Un peu comme homo candidatus, le Claude Allègre est un être qui alterne phases d’hibernation et phases d’activités intenses, au moment des élections présidentielles, ou quand il en arrive au point où l’anxiété de ne plus entendre parler de lui devient insupportable. Il est alors capable de déployer une énergie prodigieuse pour attirer les regards : et, plus prodigieux encore, il se trouve toujours quelques médias pour accorder une attention bienveillante au bruit qu’il fait avec sa bouche, à l’ombre des ses broussailleux sourcils.
Le cycle d’activité sismique, si ce n’est volcanique, du Claude Allègre a pu longtemps entretenir l’hypothèse de son appartenance au règne minéral. Mais il ne s’agissait en fait que d’une confusion avec son champ de charlata… pardon, d’expertise universitaire, la géochimie. Sans compter que sa souplesse et sa capacité au retournement de veste excèdent largement les capacités observées chez les minerais et les roches les plus malléables. La question de sa place dans la nature, et dans la chaîne de l’évolution, reste donc entièrement posée : certains biologistes ont vu en lui un prédateur naturel (mais plus bruyant qu’efficace) du mammouth laineux ; d’autres ont tenté de le classifier comme un mystérieux chaînon manquant entre Eric Besson et les frères Bogdanov. Mais, étant donné qu’on ne lui connaît ni frère jumeau, ni pratique aiguisée de Twitter, c’est une hypothèse qu’il faut ranger au rayon des théories farfelues et de la grossière vulgarisation scientifique – domaine bien connu, pour le coup, par le Claude Allègre.

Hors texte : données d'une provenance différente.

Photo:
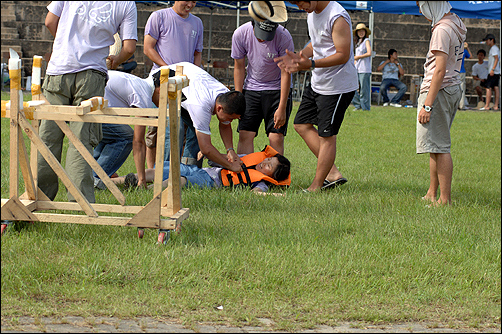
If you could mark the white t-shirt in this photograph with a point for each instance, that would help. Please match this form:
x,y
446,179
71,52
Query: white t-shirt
x,y
85,32
480,70
335,79
201,95
494,51
124,90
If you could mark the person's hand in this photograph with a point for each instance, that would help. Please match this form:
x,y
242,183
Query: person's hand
x,y
279,118
293,62
236,166
424,116
232,156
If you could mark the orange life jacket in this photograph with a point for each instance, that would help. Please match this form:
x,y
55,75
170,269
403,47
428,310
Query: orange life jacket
x,y
248,176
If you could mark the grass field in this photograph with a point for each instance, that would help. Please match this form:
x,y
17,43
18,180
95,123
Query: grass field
x,y
369,251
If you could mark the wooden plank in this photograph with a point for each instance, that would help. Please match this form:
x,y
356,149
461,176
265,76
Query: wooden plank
x,y
115,111
93,118
91,161
56,166
102,220
25,169
14,132
161,136
15,210
176,219
28,204
149,216
174,187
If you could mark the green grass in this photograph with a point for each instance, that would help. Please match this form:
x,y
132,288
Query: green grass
x,y
369,251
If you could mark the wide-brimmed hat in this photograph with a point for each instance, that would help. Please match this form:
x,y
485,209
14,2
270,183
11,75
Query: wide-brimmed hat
x,y
360,26
273,11
265,30
114,49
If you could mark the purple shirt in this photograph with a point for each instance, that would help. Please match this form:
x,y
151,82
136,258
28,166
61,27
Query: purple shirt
x,y
262,72
85,33
177,38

Cette difficulté à étiqueter le Claude Allègre frappe tout particulièrement les journalistes. Saisis d’une étrange confusion mentale quand ils sont confrontés à lui, ils persistent à le décrire comme ce qu’il n’est pas, et surtout quand il vient cogner ce qu’il prétend être. Par exemple : « Claude Allègre, homme de gauche et socialiste qui vient fustiger le PS », « Claude Allègre, grand scientifique qui vient accuser d’imposture la communauté scientifique et ses mises en garde sur le réchauffement climatique ». Cela sans jamais rappeler que l’appartenance du Claude Allègre à ces deux communautés – socialiste et savante – est une histoire aussi ancienne que les âges géologiques les plus reculés, et tout aussi révolue. On en viendrait presque à penser, parfois, que le Claude Allègre est une création journalistique, élaborée dans le secret des éprouvettes d’un docteur Elkabbachstein, Aphatov ou Barbierev, pour résoudre l’équation infernale des matinales radiophoniques et des journaux : comment trouver, chaque jour, chaque semaine, un nouveau clash, un nouveau papier à sensation pour relancer les ventes ou doper l’audience ?

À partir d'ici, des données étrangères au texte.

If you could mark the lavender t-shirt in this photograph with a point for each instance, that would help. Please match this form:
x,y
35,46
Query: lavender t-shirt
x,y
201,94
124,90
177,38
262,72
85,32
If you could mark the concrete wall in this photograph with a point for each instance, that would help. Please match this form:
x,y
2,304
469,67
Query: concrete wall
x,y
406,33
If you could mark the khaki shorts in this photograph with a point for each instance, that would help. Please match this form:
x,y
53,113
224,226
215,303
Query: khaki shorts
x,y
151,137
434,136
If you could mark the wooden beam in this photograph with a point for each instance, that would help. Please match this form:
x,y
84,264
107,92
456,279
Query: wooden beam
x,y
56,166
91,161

Il faut reconnaître que dans ce struggle for life à l’ère du tweet, le Claude Allègre est doté de quelques avantages évolutifs non négligeables. Peu de créatures (c’est un euphémisme) présentent une aptitude aussi prononcée au persiflage contre leurs anciens amis, et à l’attaque ad hominem. Peu de spécimens peuvent se targuer d’écrire des livres entiers en hommage à Nicolas Sarkozy, sur un ton que même les fidèles les plus inconditionnels du président sortant renâclent à adopter. Encore moins ont été vus, le regard, la voix et le corps fuyants comme ceux d’un traître d’opérette, en train de se faufiler hors du QG du camp adverse durant une élection présidentielle.
Il est au bout du compte regrettable que le Claude Allègre ne se soit pas encore acclimaté aux réseaux sociaux : il pourrait y faire œuvre charitable, en rendant sympathique, par contraste, la @Nadine__Morano.